Perhaps the best use:
Feed the input of an amp (complete or one-stage) to 'scope H-input, feed the amp output to 'scope V-input.
Apply variable signal.
If the amp is "perfect" (constant gain at any input level), you get a slanted straight line.
No amp is perfect to infinite signal. And the way it gives-up at high signal is the way we add emphasis to the thin sound of a naked steel string.
It is too muggy tonight to mock-up a "typical" amplifier. I pulled out a perfect amplifier and tangled its output with silicon diodes (I have a good sense of where they get bent).
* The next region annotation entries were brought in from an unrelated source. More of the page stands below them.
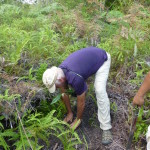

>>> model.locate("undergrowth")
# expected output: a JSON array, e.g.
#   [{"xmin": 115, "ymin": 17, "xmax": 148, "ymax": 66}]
[{"xmin": 0, "ymin": 0, "xmax": 150, "ymax": 149}]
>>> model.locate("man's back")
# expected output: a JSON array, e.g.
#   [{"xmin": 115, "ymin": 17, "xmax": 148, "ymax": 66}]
[{"xmin": 59, "ymin": 47, "xmax": 107, "ymax": 79}]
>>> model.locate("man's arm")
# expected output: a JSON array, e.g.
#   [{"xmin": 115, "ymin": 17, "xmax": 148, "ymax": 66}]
[
  {"xmin": 70, "ymin": 92, "xmax": 85, "ymax": 129},
  {"xmin": 77, "ymin": 92, "xmax": 85, "ymax": 119},
  {"xmin": 60, "ymin": 88, "xmax": 73, "ymax": 122},
  {"xmin": 133, "ymin": 72, "xmax": 150, "ymax": 106}
]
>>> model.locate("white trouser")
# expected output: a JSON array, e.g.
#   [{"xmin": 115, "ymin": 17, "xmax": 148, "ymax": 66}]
[
  {"xmin": 94, "ymin": 53, "xmax": 112, "ymax": 130},
  {"xmin": 146, "ymin": 125, "xmax": 150, "ymax": 150}
]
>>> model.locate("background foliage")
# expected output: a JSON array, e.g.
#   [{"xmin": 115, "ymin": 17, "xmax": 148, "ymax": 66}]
[{"xmin": 0, "ymin": 0, "xmax": 150, "ymax": 149}]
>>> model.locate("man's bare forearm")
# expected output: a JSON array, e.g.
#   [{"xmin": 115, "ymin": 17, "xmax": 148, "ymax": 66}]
[
  {"xmin": 77, "ymin": 92, "xmax": 85, "ymax": 119},
  {"xmin": 62, "ymin": 93, "xmax": 72, "ymax": 113}
]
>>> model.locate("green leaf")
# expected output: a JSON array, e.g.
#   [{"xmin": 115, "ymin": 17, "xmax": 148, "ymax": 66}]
[{"xmin": 51, "ymin": 94, "xmax": 61, "ymax": 105}]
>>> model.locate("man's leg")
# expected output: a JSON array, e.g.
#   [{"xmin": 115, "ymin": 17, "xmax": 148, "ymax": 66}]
[{"xmin": 94, "ymin": 54, "xmax": 112, "ymax": 144}]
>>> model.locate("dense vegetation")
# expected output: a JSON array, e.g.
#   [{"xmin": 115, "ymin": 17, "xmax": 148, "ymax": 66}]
[{"xmin": 0, "ymin": 0, "xmax": 150, "ymax": 150}]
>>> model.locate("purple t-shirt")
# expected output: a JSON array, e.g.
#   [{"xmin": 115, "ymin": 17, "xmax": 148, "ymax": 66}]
[{"xmin": 59, "ymin": 47, "xmax": 107, "ymax": 95}]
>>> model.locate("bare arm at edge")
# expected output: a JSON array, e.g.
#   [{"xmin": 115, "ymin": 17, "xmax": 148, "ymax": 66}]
[{"xmin": 133, "ymin": 72, "xmax": 150, "ymax": 106}]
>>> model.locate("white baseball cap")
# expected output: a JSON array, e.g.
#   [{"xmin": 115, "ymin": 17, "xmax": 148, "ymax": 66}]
[{"xmin": 42, "ymin": 66, "xmax": 57, "ymax": 93}]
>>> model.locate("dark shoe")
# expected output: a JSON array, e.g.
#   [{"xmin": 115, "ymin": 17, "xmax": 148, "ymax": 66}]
[{"xmin": 102, "ymin": 130, "xmax": 113, "ymax": 145}]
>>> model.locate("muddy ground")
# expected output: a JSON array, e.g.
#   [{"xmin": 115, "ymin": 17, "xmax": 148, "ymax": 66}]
[
  {"xmin": 40, "ymin": 82, "xmax": 146, "ymax": 150},
  {"xmin": 1, "ymin": 72, "xmax": 146, "ymax": 150}
]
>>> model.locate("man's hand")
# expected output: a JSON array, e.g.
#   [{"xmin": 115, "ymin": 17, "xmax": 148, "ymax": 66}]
[
  {"xmin": 133, "ymin": 94, "xmax": 144, "ymax": 106},
  {"xmin": 70, "ymin": 118, "xmax": 81, "ymax": 130},
  {"xmin": 64, "ymin": 113, "xmax": 73, "ymax": 122}
]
FWIW: some milder fuzz-boxes are fairly similar to this plan.

The "perfect" amp has gain of 10. If we measure its output (red line), it is always exactly 10 times the input, at any input (in this plot, up to 0.3V in 3V out).
Real amplifiers (green line) won't make infinite output, and are never perfectly straight lines.
0.1V input does make
almost 1V output. But 0.2v in makes +1.4V and -1.5V. 0.3V in makes +1.7V and -2V. 0.5V in, +1.8V and 2.4V. And, not shown, 5V in gives +2.3V -3V.
The output never rises past about 2 or 3 volts. And not symmetric + and -. Good to know.
If you had say a 6V6 and it needed +/-17V at the grid to smack the whole 4.8 Watts of output, this circuit won't do it.
Another tidbit you need to know: it is hard to see in this graph, but the left-right trace does not lay exactly on the right-left trace. This is phase shift. If you measure a tone control, or any circuit with limited frequency response (almost any gitar amp circuit), that ideal straight line opens up into an oval.
Another thing: you don't have to adjust the scope when you change frequency. In fact you can see nonlinearity with any signal, even if you don't know what it "should" look like. You can watch signals as you play guitar.